When Eden Circle’s backend starts, it registers its navigation items (Messages, Meetings, Timeline), its search scopes (messages, channels, users), and its widget configurations with the platform registry. The Flutter shell reads these registrations and constructs the sidebar, search interface, and dashboard without any Circle-specific frontend navigation code. If Circle adds a new feature, it registers a new navigation item, and the sidebar updates automatically on the next app launch.

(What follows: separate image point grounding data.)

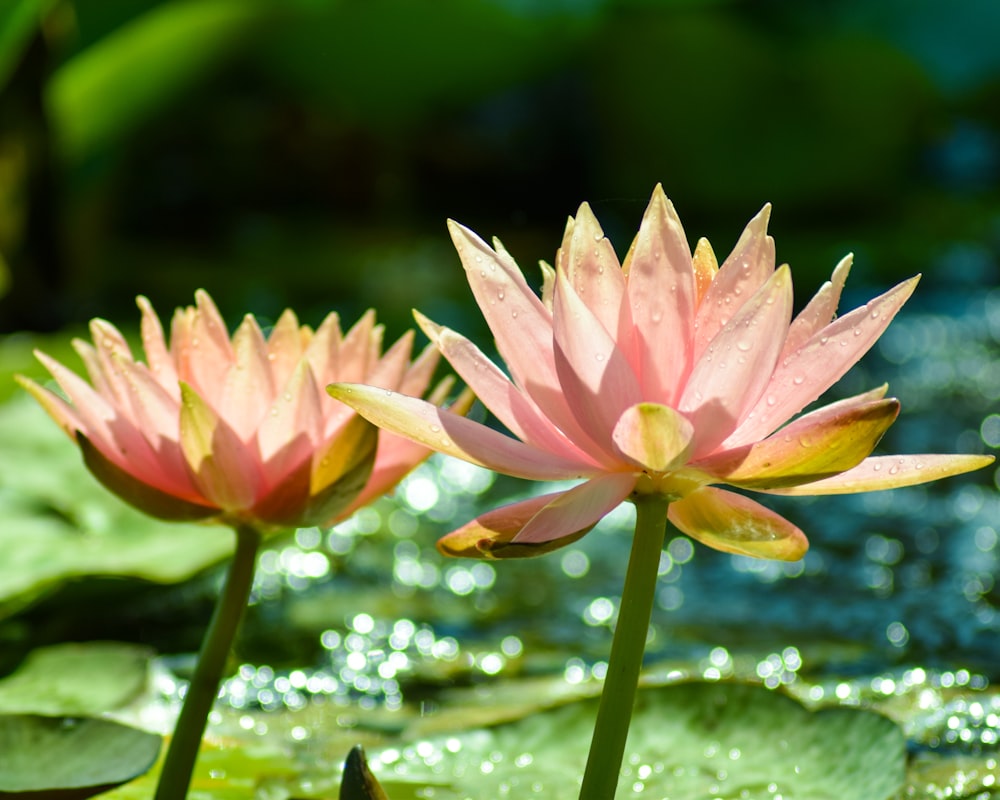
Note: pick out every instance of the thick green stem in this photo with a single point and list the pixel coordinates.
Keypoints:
(600, 779)
(175, 777)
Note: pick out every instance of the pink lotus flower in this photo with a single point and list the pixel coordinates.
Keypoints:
(666, 374)
(237, 429)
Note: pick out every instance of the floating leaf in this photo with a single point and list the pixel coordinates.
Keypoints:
(61, 758)
(75, 679)
(687, 742)
(59, 523)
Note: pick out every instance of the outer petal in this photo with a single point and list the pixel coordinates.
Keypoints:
(736, 524)
(816, 446)
(735, 367)
(579, 508)
(819, 363)
(491, 535)
(661, 291)
(449, 433)
(654, 437)
(890, 472)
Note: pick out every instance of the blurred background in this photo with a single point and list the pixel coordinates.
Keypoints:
(306, 153)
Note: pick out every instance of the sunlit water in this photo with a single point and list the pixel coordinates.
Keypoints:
(894, 606)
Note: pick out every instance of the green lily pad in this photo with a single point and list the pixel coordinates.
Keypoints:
(75, 679)
(61, 524)
(687, 742)
(61, 758)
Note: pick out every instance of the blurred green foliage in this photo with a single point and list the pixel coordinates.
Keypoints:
(306, 153)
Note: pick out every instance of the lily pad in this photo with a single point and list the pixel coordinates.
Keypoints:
(75, 679)
(60, 524)
(687, 742)
(61, 758)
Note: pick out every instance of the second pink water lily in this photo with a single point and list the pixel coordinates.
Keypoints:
(665, 374)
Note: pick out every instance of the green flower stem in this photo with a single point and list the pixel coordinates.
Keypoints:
(600, 778)
(175, 777)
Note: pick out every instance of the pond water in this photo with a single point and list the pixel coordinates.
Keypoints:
(357, 632)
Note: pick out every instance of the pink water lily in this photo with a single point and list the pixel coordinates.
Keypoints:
(237, 428)
(666, 374)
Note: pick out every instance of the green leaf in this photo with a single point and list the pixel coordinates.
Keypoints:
(61, 758)
(110, 88)
(75, 679)
(19, 21)
(693, 741)
(59, 523)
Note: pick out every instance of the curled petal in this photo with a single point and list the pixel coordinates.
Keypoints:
(890, 472)
(491, 535)
(449, 433)
(654, 437)
(816, 446)
(581, 507)
(736, 524)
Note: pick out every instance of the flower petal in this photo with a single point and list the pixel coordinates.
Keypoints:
(800, 378)
(589, 262)
(449, 433)
(138, 493)
(746, 269)
(578, 509)
(890, 472)
(161, 363)
(595, 375)
(223, 468)
(249, 386)
(736, 524)
(828, 441)
(819, 311)
(491, 535)
(661, 291)
(507, 403)
(735, 367)
(654, 437)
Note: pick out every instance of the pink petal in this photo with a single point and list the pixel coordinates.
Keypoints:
(449, 433)
(522, 327)
(159, 359)
(654, 437)
(211, 355)
(589, 262)
(491, 535)
(284, 347)
(292, 427)
(249, 388)
(748, 267)
(706, 267)
(226, 471)
(819, 311)
(661, 293)
(595, 375)
(828, 441)
(735, 367)
(516, 411)
(736, 524)
(803, 376)
(890, 472)
(324, 349)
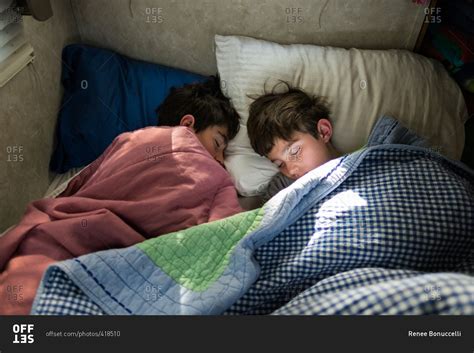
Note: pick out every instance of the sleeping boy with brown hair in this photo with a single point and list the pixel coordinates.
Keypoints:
(293, 130)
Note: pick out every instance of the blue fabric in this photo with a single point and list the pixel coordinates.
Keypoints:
(385, 230)
(405, 210)
(106, 94)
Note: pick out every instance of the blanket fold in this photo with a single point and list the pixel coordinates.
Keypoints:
(148, 182)
(391, 218)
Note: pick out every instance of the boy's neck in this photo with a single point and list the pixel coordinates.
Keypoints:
(333, 151)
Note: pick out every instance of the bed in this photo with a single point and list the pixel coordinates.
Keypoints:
(372, 232)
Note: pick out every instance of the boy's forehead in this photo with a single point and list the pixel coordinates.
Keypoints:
(279, 147)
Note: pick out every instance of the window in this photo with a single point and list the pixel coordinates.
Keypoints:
(15, 51)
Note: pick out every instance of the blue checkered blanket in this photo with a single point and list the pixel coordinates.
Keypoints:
(386, 230)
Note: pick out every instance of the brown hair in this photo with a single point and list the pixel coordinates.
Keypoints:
(279, 115)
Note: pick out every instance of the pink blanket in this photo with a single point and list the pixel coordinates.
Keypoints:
(147, 183)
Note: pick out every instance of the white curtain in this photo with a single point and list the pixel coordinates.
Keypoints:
(15, 51)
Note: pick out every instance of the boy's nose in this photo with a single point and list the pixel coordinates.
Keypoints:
(294, 172)
(220, 158)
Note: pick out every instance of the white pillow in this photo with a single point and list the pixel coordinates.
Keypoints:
(361, 85)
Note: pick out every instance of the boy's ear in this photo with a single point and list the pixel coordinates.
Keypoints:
(324, 128)
(187, 120)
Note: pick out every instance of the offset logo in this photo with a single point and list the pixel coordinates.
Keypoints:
(23, 333)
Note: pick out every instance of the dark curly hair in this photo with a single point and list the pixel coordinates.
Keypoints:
(205, 101)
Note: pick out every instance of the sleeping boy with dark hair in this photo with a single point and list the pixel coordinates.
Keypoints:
(203, 108)
(147, 183)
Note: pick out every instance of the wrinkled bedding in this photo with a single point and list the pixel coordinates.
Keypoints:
(385, 230)
(147, 183)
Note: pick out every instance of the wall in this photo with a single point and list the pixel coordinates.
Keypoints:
(29, 106)
(180, 33)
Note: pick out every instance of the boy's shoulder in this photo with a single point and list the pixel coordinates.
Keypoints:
(388, 130)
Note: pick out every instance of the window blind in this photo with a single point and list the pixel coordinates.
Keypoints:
(15, 51)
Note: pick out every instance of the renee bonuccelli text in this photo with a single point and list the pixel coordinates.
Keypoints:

This pattern inverts the traditional dependency. Instead of the frontend knowing about every module, the modules tell the frontend about themselves. It is the same principle behind plugin architectures in IDEs and CMS platforms, applied to a multi-product SaaS ecosystem.
The Lesson
This series began with a fork of LibreChat and traced the path through Python, Svelte, Ruby on Rails, Go, and Flutter. Each phase taught us something. Python taught us that monoliths are fine until they are not. Svelte taught us that framework lock-in is expensive. Rails taught us that developer ergonomics matter but runtime characteristics matter more. Go taught us that simplicity scales. Flutter taught us that a single codebase is not a compromise.
The final lesson, the one that ties the entire series together, is about the glue. The most valuable code in our ecosystem is not the Go backend or the Flutter frontend. It is the .proto files that define the contract between them, the platform packages that implement cross-cutting concerns once, and the CLI tooling that makes starting a new product a single command. The most valuable code you write is the code that makes the next project faster.
Invest in the glue. Everything else follows.